The present invention relates generally to networks. More particularly, the present invention relates to the deployment of a carrier's carrier (CsC) substantially without directly exchanging customer routes, or advertising next hops, between customer edges (CEs).
A virtual private network (VPN) created using multiprotocol label switching (MPLS) generally allows CEs, which may be routers, to communicate with a provider edge (PE), which may also be a router. A CE is typically located at the edge of a customer network, and is in communication with a PE of a service provider of an MPLS network. Customer routes between the CE and the PE are generally stored in a VPN routing and forwarding table (VRF) of the PE. The storage of all customer routes associated with a CE into a VRF of a PE allows the PE to locate a suitable route over which to route a received packet to a customer. However, the storage of all customer routes associated with a CE into a VRF is resource-consuming, particularly when a CE has a relatively large number of associated customer routes. Storing customer routes in VRFs is relatively expensive, and may utilize significant system resources, e.g., consume a relatively large amount of the memory space in the VRF.
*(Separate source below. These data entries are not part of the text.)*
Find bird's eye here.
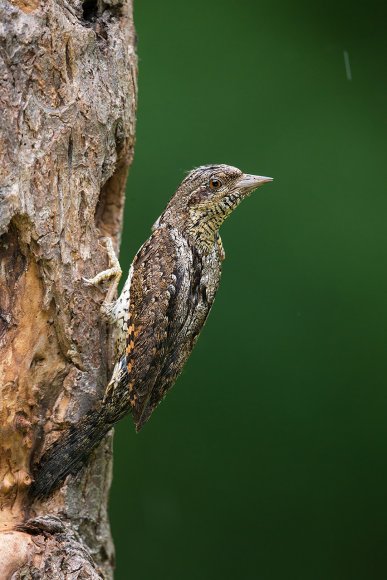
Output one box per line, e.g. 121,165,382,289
209,178,222,190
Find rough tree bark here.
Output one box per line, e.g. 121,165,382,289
0,0,137,577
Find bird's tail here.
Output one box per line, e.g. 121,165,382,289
29,407,112,500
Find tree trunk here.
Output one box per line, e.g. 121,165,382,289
0,0,137,577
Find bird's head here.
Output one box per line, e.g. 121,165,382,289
155,164,273,253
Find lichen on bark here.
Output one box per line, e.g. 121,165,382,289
0,0,137,576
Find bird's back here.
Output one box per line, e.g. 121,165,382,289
113,225,223,429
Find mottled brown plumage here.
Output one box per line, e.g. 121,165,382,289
30,164,272,499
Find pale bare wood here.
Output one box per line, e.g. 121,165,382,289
0,0,137,576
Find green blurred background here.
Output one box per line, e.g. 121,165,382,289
110,0,387,578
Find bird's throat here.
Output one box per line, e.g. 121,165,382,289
187,193,242,254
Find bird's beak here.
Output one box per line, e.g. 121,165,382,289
236,173,273,195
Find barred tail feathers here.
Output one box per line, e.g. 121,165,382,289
29,408,112,500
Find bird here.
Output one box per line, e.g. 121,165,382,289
29,164,272,499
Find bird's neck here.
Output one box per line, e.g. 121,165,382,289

A CsC architecture allows for the direct exchange of customer routing states between CEs. That is, a CsC architecture allows routes to be exchanged directly between customers, and also advertises routes with labels so as to create label switched paths (LSPs) to next hops. In a CsC architecture, a customer builds a mesh of CE-to-CE border gateway protocol (BGP) sessions that carry or otherwise propagate customer routes between the CEs and therefore the CE need only communicate the routes used as next-hops for these directly exchanged routes to the PE. As will be understood by those skilled in the art, building BGP sessions may be relatively expensive in terms of operational complexity for the provider of the CsC service.